Michel Majerus’ Complex Oeuvre on view at Kunstmuseum Stuttgart

artwork: Artwork entitled "Yet Sometimes What Is Read Successfully, Stops Us With Its Meaning, No. II", by Luxembourgian artist Michel Majerus (1967-2002) at the Kunstmuseum in Stuttgart, Germany. The exhibition of the artist opens to the public on 26 November on. -  Photo by EPA


STUTTGART. – Michel Majerus only lived to the age of thirty-five and nevertheless the artist left behind a complex and comprehensive oeuvre. In a creative period of just ten years he produced a unique statement about painting that remains relevant today. Majerus worked with diverse techniques and varied subjects and motifs taken from the realm of computers, comics, and advertising. At the same time he made use of art history, drawing on works by artists such as Frank Stella, Andy Warhol, Willem de Kooning, and other representatives of Pop Art and Minimal Art. With his sampling method of combining various elements in a free and nonhierarchical manner, he created his own world of imagery and thereby gave painting an important impulse.

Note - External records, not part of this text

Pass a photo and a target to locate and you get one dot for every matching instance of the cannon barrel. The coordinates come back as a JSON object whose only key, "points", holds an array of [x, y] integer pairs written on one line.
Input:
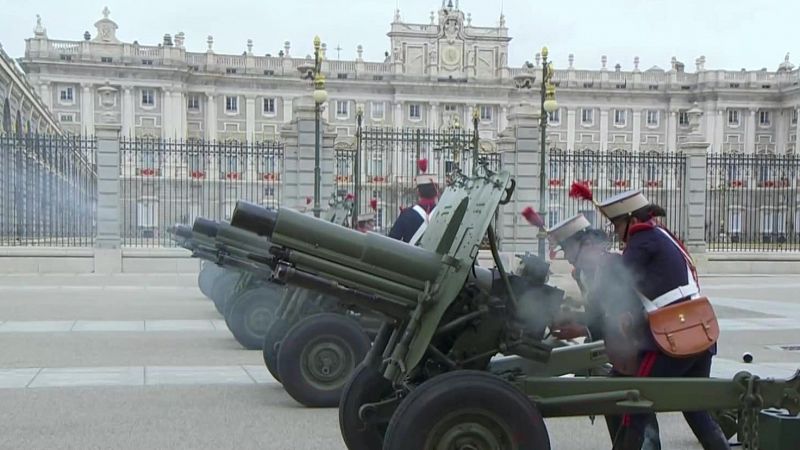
{"points": [[371, 253], [254, 218], [206, 227]]}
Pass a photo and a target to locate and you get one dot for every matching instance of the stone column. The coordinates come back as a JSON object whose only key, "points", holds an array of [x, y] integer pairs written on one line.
{"points": [[637, 129], [672, 130], [87, 109], [696, 150], [604, 129], [211, 117], [570, 129], [298, 172], [108, 254], [780, 129], [398, 114], [46, 94], [250, 117], [750, 131], [519, 147], [128, 124]]}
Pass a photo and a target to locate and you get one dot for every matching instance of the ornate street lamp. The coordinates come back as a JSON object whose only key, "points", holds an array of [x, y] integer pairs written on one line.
{"points": [[548, 105], [320, 96]]}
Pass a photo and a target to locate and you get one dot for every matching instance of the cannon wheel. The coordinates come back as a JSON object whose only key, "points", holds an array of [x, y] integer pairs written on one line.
{"points": [[317, 357], [366, 385], [208, 274], [249, 315], [222, 287], [272, 338], [466, 409]]}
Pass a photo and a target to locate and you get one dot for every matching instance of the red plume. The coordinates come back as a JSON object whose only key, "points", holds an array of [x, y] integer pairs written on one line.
{"points": [[582, 191], [533, 217], [422, 165]]}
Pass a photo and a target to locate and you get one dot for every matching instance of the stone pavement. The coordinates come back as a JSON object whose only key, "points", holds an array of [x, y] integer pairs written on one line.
{"points": [[147, 362]]}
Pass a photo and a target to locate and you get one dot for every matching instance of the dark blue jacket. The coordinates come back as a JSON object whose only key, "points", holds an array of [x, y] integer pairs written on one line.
{"points": [[406, 225], [656, 264]]}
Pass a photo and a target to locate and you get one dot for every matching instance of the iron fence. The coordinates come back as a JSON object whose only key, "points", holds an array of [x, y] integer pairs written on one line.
{"points": [[752, 202], [48, 190], [384, 164], [164, 182], [660, 176]]}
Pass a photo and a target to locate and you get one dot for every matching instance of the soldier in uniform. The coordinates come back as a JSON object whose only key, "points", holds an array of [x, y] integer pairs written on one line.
{"points": [[365, 222], [609, 308], [412, 222], [663, 273]]}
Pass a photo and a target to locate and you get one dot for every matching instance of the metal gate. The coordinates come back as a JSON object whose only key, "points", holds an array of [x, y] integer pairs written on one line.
{"points": [[380, 171]]}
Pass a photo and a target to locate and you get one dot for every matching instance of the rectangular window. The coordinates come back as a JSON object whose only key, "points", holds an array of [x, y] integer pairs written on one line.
{"points": [[377, 110], [652, 118], [733, 117], [269, 106], [763, 118], [414, 112], [66, 95], [148, 97], [486, 113], [231, 103], [767, 217], [342, 108], [193, 102], [735, 221], [620, 117], [683, 118], [554, 117], [587, 116]]}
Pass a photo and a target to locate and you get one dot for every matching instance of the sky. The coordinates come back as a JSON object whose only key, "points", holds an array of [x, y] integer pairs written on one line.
{"points": [[731, 34]]}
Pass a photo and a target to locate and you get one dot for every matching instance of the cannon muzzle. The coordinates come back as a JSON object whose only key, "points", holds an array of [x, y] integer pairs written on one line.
{"points": [[254, 218], [206, 227]]}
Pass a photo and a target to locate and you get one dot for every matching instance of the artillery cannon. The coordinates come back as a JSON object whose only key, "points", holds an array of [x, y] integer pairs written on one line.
{"points": [[429, 380], [241, 289]]}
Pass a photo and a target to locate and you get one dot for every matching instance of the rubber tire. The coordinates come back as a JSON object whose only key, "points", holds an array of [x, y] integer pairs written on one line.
{"points": [[317, 327], [365, 385], [223, 285], [208, 274], [275, 334], [440, 396], [263, 299]]}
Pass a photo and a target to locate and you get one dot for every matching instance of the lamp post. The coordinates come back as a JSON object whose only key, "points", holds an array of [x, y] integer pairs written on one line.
{"points": [[320, 96], [548, 105]]}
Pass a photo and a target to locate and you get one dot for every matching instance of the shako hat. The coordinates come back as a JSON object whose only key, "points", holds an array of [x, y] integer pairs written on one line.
{"points": [[623, 204]]}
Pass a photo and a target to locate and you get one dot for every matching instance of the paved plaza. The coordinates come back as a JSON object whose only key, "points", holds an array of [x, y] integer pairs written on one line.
{"points": [[145, 361]]}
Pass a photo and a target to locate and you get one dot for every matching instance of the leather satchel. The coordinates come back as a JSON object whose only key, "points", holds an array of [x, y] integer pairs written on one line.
{"points": [[684, 329]]}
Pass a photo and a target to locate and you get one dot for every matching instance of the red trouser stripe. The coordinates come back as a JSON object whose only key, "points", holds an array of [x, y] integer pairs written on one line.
{"points": [[645, 367]]}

Because of his works’ large size and their installation character, very few museums have been able to show them in all their complexity. From November 26, 2011 to April 9, 2012 the Kunstmuseum Stuttgart fills this gap with a comprehensive exhibition of more than one hundred of the artist’s paintings and installations, including works on loan from Los Angeles, New York, London, Paris, Berlin, and Stuttgart.